Our premise was simple: We must hold elected officials accountable because when lawmakers become lawbreakers, all Pennsylvanians suffer.
Our action was groundbreaking. No roadmap outlined who could file this kind of lawsuit or how quickly such a case should be filed. Unknowns were many, but the cause was imperative.
For two straight years, Harrisburg had disregarded a constitutional mandate that the commonwealth’s spending not exceed its revenues. Recently, the Commonwealth Court — the trial court for suits against the commonwealth — issued its final ruling and effectively dismissed our case because the budgets in question had expired. The court’s ruling, however, gave Pennsylvanians invaluable guidance on how to keep our government from committing the same mistake again.
With two years of hindsight, multiple legal briefs, and two court appearances behind us, here are three important takeaways.
Pennsylvania taxpayers have legal standing
Gov. Wolf and the other defendants attacked the ability of taxpayers to challenge any aspect of the budget process in the court system. “Insiders only” was their message. Thankfully, the court refused to abandon the people of Pennsylvania, holding “no other persons are better situated” than taxpayers to bring such a lawsuit. Our lawsuit, the court said, embodied the precise principles underlying taxpayer standing: “to enable a large body of the citizenry to challenge governmental action, which would otherwise go unchallenged in the courts because of the standing requirement.”
This marks an incredible victory for Pennsylvanians who previously had little voice in fighting illegal state budget shenanigans.
Taxpayers must act swiftly
We filed our lawsuit, which challenged the Fiscal Year 2016-17 and 2017-18 budgets, in September 2017 — more than one year after the former was enacted and two-and-a-half months after the latter. We wanted to give the budget process a chance to play out and provide the General Assembly and governor room to do the right thing. The need for court action became apparent once the harmful effects of the unbalanced 2016-17 budget — including costly loans and job-killing taxes — became clearer, and the Legislature and governor decided to repeat the same unconstitutional budget process the next fiscal year.
In handing us a victory on standing, the court ended our suit in part because we didn’t file sooner. That tells us in the event of future constitutional budgetary violations, taxpayers must act immediately to hold lawmakers accountable.
Gubernatorial responsibility is ripe for review.
Curiously, the court allowed Gov. Wolf to avoid accountability for the unconstitutional budget enacted. According to the ruling, the statutory requirement directing Gov. Wolf to item veto spending that exceeds available revenues was not triggered because the governor chose not to sign the budget and instead allowed it to become law without his signature. The ruling suggests the governor’s constitutional responsibility is only to propose a balanced budget, not ensure one is enacted — an odd conclusion.
This interpretation is ripe for review. If the governor can avoid responsibility simply through inaction, the law is meaningless. We urge the General Assembly to clarify the governor’s shared responsibility to enact a balanced budget.
What does our lawsuit mean for the budget landscape?
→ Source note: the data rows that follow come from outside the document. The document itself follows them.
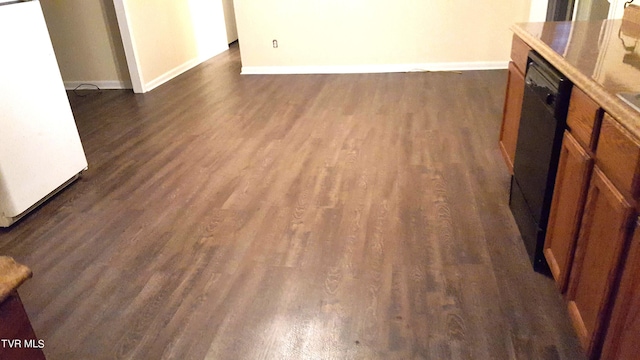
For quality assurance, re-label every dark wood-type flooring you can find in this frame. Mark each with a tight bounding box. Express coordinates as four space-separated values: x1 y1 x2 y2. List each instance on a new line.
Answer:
0 48 581 360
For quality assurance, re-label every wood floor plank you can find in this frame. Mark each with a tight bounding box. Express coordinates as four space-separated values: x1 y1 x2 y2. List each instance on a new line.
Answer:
0 47 583 360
While our case has ended, lawmakers’ motivation to implement sound budgeting processes is growing.
As a result of our suit, more lawmakers began thinking twice about the constitutionality of the budget process — recognizing the wisdom of ensuring sufficient revenue to pay for the commonwealth’s annual spending plans. Notably, in the years since our suit, the commonwealth has enacted balanced budgets.
Just recently, several legislators announced plans to introduce a constitutional amendment to implement transparency in supplemental appropriations. Now, the governor can simply run up budget deficits by expanding entitlement spending through the course of the year without legislative approval, and then fold this deficit spending into the following year’s budget. Proposed reforms would instead require the General Assembly to approve all such spending as standalone legislation.
When we filed our lawsuit two years ago, the road was uncharted. Now, taxpayers have a roadmap to hold elected officials accountable. More importantly, the General Assembly and governor are on notice that Pennsylvanians are watching. If our lawmakers break the law again, we’ll see them in court.
Matthew J. Brouillette is president and CEO of Commonwealth Partners Chamber of Entrepreneurs and was a plaintiff in the case. Jonathan Goldstein is a founding partner of Goldstein Law Partners and was the lead attorney on the case.